The R-Square of the model is 0.279, which indicates that the model independent variable can explain 27.9% of the dependent variable change, and the VIF value is less than 5. This indicates that there is no multiple collinearity among independent variables, and the data residuals follow the normal distribution, indicating that the model is essentially valid. From this model, we can see that the basic factor F1 and the comprehensive factor F2 in the principal component factor have a positive influence on the results.

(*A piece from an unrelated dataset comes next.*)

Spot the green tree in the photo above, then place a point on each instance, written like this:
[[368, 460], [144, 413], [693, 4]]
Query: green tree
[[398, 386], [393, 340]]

5 Research Conclusions and Recommendations

This study analyzed the online behavior of four different types of tests as well as 13 representative online behaviors. Based on the analysis of the learners’ online learning behavior data on this platform and the construction of a multiple linear regression model, it is found that the basic and comprehensive problem factors have a positive impact on performance, while the video factors and learning activity factors have no direct impact on performance. In view of this conclusion, from the point of view of improving the final examination results, it is suggested that the learners should spend more time and energy on the test questions, and try to ensure the correct rate of the test, rather than pursuing the number of questions. Teachers should guide learners to complete more knowledge point tests and unit tests based on the learners’ actual situation in order to improve the learning effect under the premise of limited hours and time for learners. For 5y platform, there is no significant improvement in learning performance for video viewing factor and learning activity factor. One reason is that the data of video viewing factor and learning activity factor are too sparse and not representative. On the other hand, the course developer should improve the video in the course to attract the learning interest of the learners. Although this paper only performed an in-depth analysis on the data of the students enrolled in the course of Computer Application Foundation of Guangdong Normal University for one semester, the selected data are representative in Guangdong Polytechnic Normal University and other applied for undergraduate colleges and universities. Therefore, the results of the study analysis have sufficient reference and practical significance. It provides a relevant reference for the next stage of 5y platform function improvement and the improvement of teaching quality of “Computer Application Foundation” course under the mixed teaching mode.